The Treasury said that the increase in the NICs threshold for employees will offset in full for 70 per cent of workers the cash they stand to lose from the introduction of Mr Sunak’s 1.25 per cent Health and Social Care Levy in April, without reducing the £12bn additional funding for the health and care system.
Meanwhile, the 5p cut in fuel duties will save an average one-car family around £100 a year, at a cost of £2.4 billion.
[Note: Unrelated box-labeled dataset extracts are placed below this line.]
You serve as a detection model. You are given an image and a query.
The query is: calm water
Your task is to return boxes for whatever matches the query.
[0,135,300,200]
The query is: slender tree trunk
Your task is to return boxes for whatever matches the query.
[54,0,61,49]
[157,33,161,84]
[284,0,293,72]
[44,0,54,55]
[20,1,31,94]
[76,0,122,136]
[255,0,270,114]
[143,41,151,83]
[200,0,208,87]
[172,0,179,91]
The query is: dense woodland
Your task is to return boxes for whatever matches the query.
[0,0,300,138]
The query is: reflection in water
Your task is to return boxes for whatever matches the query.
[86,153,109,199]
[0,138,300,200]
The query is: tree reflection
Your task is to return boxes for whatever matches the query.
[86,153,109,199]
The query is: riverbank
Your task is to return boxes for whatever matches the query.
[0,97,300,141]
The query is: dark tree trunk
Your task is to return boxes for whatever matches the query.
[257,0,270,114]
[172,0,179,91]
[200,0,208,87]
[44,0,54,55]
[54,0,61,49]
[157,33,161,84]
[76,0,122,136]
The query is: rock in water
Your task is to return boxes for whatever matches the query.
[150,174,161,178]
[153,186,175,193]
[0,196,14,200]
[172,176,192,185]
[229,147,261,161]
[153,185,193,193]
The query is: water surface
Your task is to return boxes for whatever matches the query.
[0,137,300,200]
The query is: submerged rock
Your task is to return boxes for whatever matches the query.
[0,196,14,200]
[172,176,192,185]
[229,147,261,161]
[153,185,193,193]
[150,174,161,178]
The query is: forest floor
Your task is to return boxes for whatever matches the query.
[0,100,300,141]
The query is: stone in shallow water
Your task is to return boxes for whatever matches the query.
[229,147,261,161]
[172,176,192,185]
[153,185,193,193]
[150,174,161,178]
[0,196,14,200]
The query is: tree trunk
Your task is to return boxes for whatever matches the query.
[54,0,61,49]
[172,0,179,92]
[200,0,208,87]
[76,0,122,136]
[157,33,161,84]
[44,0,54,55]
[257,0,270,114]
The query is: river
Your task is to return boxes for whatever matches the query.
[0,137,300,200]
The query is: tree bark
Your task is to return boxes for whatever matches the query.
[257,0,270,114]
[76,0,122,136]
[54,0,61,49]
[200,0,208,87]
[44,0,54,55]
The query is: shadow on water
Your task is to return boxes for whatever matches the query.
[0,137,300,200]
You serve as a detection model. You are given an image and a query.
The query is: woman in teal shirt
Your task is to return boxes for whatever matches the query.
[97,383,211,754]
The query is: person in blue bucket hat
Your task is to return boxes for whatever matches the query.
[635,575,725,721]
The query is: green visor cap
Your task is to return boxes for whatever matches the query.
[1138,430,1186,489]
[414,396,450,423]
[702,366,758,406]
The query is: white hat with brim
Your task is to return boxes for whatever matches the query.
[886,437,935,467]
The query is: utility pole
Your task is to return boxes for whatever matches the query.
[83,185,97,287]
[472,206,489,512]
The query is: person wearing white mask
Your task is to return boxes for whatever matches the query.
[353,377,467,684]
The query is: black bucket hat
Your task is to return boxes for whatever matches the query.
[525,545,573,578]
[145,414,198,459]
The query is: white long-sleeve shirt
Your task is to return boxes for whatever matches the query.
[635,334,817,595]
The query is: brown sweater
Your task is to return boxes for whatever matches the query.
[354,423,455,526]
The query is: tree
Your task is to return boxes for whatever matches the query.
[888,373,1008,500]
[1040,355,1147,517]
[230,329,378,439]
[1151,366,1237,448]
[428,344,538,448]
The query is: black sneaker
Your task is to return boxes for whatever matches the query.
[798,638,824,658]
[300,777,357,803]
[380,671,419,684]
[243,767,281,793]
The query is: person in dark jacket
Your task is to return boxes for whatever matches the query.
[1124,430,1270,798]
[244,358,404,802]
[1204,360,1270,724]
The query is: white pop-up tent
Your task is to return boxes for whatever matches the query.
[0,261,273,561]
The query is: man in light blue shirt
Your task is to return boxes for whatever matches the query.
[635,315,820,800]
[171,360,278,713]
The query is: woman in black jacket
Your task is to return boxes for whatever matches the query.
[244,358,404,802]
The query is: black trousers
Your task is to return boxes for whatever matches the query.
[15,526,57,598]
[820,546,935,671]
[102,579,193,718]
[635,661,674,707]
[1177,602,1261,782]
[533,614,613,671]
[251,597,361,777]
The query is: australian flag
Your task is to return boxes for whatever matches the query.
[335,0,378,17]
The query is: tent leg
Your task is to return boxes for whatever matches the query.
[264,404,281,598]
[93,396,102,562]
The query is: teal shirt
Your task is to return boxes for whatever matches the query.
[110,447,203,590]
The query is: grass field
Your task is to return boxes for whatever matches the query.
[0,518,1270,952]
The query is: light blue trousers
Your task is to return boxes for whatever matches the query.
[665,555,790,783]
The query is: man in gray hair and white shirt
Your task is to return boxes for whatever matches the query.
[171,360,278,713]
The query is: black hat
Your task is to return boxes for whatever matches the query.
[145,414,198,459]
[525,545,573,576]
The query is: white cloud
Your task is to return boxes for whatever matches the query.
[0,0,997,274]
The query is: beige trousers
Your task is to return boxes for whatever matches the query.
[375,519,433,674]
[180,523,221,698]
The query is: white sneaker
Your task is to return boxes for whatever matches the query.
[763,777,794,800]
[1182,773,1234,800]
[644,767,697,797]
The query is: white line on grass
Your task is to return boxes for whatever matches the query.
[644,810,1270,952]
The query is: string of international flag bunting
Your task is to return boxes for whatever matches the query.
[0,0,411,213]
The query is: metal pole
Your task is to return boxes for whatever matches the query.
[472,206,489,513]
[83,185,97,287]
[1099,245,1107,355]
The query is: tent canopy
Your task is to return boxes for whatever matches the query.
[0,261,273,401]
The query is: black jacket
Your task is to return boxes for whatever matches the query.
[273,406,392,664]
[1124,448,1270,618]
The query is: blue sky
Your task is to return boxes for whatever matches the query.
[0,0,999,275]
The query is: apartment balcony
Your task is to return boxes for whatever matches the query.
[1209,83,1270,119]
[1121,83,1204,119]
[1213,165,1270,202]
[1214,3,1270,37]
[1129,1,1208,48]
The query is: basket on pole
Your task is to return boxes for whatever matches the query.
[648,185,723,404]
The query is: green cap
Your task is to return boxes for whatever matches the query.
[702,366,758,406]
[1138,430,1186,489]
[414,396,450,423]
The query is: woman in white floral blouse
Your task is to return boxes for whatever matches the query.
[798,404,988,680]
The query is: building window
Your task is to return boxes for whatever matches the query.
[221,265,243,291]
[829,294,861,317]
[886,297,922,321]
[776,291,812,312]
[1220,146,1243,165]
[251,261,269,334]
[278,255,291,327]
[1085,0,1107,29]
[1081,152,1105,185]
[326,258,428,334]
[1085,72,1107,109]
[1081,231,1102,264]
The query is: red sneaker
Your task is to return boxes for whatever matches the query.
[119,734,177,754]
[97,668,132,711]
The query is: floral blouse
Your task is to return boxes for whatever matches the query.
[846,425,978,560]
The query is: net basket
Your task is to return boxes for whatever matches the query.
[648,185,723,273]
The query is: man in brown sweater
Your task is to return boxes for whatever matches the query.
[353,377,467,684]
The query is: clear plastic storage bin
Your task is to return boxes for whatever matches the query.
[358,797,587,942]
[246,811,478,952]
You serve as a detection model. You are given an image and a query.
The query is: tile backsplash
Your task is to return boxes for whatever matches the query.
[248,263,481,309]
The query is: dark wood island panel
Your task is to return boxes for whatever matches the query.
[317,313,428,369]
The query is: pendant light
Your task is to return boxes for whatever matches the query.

But the saving will end in March 2023, when duties are due to jump by 6p in a single leap.
The chancellor also offered zero-VAT rating for green home improvements including the installation solar panels and heat pumps to help the UK’s switch away from dependence on fossil fuels from Russia.
And he doubled to £1bn a household support fund for councils to make discretionary grants to residents in financial distress.
Liberal Democrat leader Sir Ed Davey said that the OBR figures showed the combined impact of Mr Sunak’s actions as chancellor will mean Britons’ paying a total of £43.8bn more in tax in 202/25.
“Rishi Sunak is trying to swindle the British public by burying the true cost of his disgraceful tax hikes,” said Davey. “He has insulted millions of squeezed families across the country by thinking he can hide this in the small print.”